Reviewing genome annotations

The Actino_Draft database is routinely updated with new genomics data. When new genome annotations need to to be imported into the database, they are processed using pdm_utils import which reviews the quality of the annotations and how they relate to data already present in the database. The import pipeline processes GenBank-formatted flat files and checks for a variety of potential errors, including:

  1. Changes to the genome sequence

  2. Phage name typos

  3. Host name typos

  4. Missing CDS locus tags

  5. Incorrect protein translation tables used

  6. Missing protein translations

  7. Incorrect field used to store the gene descriptions

  8. Incorrect tRNA genes

Note

pdm_utils import checks the quality of flat files for the purpose of maintaining database consistency and integrity. Although it does check the quality of many aspects of the genome, it is not intended for comprehensive evaluation of the quality, validity, or biological accuracy of all data stored in the flat file.

After creating the GenBank-formatted flat file, annotators can follow the steps below to review their files using this pipeline to verify that it contains all the necessary information to be successfully imported into the Actino_Draft database:

  1. Ensure that MySQL is installed.

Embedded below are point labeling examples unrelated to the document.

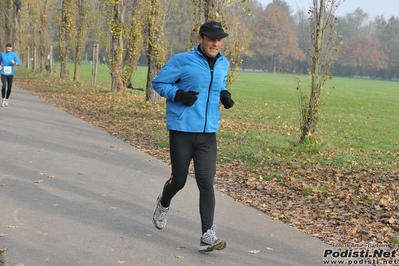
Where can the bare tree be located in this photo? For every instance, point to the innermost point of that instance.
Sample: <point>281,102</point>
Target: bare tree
<point>67,25</point>
<point>155,46</point>
<point>324,46</point>
<point>82,27</point>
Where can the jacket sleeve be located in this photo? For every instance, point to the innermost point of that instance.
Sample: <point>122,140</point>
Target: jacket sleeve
<point>165,84</point>
<point>16,59</point>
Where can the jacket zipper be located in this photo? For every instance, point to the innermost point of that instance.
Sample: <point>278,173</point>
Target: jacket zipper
<point>207,101</point>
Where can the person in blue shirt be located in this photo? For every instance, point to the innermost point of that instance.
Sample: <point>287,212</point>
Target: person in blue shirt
<point>194,83</point>
<point>8,60</point>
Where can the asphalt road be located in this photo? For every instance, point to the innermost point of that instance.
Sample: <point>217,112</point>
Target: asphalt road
<point>72,194</point>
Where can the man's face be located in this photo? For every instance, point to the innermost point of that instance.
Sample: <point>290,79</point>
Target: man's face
<point>210,47</point>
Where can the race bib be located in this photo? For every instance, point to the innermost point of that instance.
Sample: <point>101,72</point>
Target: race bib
<point>7,70</point>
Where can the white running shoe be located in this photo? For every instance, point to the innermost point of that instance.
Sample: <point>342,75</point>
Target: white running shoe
<point>160,213</point>
<point>209,241</point>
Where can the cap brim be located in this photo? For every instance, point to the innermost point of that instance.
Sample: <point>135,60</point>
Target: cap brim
<point>216,35</point>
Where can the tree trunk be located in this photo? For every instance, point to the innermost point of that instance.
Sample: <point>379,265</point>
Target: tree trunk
<point>155,49</point>
<point>312,116</point>
<point>116,60</point>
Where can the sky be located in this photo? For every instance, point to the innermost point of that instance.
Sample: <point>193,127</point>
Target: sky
<point>374,8</point>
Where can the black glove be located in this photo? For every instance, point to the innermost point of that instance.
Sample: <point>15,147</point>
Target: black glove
<point>225,98</point>
<point>186,97</point>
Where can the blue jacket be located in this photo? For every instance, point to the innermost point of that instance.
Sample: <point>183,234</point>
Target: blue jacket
<point>191,71</point>
<point>5,62</point>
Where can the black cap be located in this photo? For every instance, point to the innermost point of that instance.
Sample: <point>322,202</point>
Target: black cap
<point>213,30</point>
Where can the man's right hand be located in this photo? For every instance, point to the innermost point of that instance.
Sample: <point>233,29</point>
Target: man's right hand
<point>186,97</point>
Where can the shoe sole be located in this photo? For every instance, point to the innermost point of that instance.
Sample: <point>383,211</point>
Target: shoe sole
<point>153,220</point>
<point>219,246</point>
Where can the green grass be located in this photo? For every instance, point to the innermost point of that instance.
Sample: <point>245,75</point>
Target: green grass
<point>359,125</point>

If using a Mac, also ensure that the MySQL server is turned ON (installation).

  2. Open a Terminal window.

  3. If Conda is used to manage dependencies, activate the Conda environment. If Conda is not used, ensure all dependencies are installed (installation).

  4. Ensure that the newest version of pdm_utils is installed (installation).

  5. Ensure you have the most recent version of the Actino_Draft database, using get_db.

  6. Create a folder (such as ‘validation’) to work in and navigate to it:

    > mkdir validation
    > cd ./validation
    
  7. Within this new folder, create a csv-formatted import table (such as ‘import_table.csv’) of import tickets. For routine review of flat files to replace auto-annotated ‘draft’ genomes in the database, a simplified import table can be used consisting only of the ‘type’ and ‘phage_id’ fields. A template table is provided on the pdm_utils source code repository on GitHub. The ticket table should contain one ticket per flat file, in which:

    1. ‘type’ is set to ‘replace’.

    2. ‘phage_id’ should be changed for each flat file.

    Example ticket table with 3 tickets:

    type

    phage_id

    replace

    Trixie

    replace

    L5

    replace

    D29

  8. Create a new folder (such as ‘genomes’) within the validation folder to contain all flat files to be checked:

    > mkdir genomes
    
  9. Manually move all flat files into that folder. No other files should be present.

  10. Run import. The pipeline requires you to indicate the name of the database, the folder of flat files, the import table, and where to create the output folder. Below is an example of the command that executes the script, assuming you are still in the ‘validation’ folder:

    > python3 -m pdm_utils import Actino_Draft ./genomes/ ./import_table.csv -o ./
    

Note

By default, the pipeline does not run in ‘production’ mode, so it does not actually make any changes to the database.

  1. When prompted, provide your MySQL username and password to access your local Actino_Draft database.

  2. The file is automatically processed, generating a log file of errors.

  3. After the evaluation is complete, review specific errors in the log file if needed.

  4. Repeat process if needed. After any errors are identified, re-create the flat files with the appropriate corrections, and repeat the import process to ensure the corrected file now passes validation.

  5. Once everything is correct, upload the flat file to PhagesDB for official import into the database.